An zentraler Stelle in unserer Haus hängt die hier abgebildete Kalligraphie von Shahid Alam, einem aus Pakistan stammenden, aber seit langer Zeit in Deutschland arbeitenden begnadeten Kalligraphen. Shahid Alam hat auf unsere Bitte hin einen Text von Goethe ins Arabische übersetzen lassen und dann diesen Text im Format 80 mal 80 kalligraphisch und farblich gestaltet. Es handelt sich um einen Schlüsseltext aus Goethes Gedichtzyklus „West-östlichem Divan“ aus dem Jahr 1819:

„Gottes ist der Orient!
Gottes ist der Occident!
Nord- und südliches Gelände
Ruht im Frieden seiner Hände.“

Der „Divan“ ist Ergebnis eines Gesprächs, das Goethe mit einem persischen Dichter des 14. Jahrhunderts geführt hat. Dieser trägt den Titel „Hafis“, und diesen Titel bekommt nur jemand „der den Koran auswendig kennt“. Kein Zufall also, dass Goethe sich ebenfalls in der „Divan“-Zeit intensiv mit dem Koran befasst hat.

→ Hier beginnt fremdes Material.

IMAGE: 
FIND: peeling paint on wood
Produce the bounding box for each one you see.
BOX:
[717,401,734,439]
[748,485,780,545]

Seinem Vierzeiler liegt denn auch ein Koranvers zugrunde. Sure 2, 142: „Sag: Gott gehört der Osten und der Westen. Er führt, wen er will, auf einen gerade Weg.“ Aber spannend ist zu sehen, wie Goethe den Text abwandelt, um ihn in seinen „Kosmos“ zu integrieren. Zwar bleiben auch bei Goethe noch Anklänge an die Struktur des koranischen Prätextes erhalten, zugleich aber wird jetzt alles Korantypische weggelassen: das an den Propheten gerichtete „Sag“ ebenso wie die durch Gott ermöglichte Leitung auf dem „wahren Pfad“.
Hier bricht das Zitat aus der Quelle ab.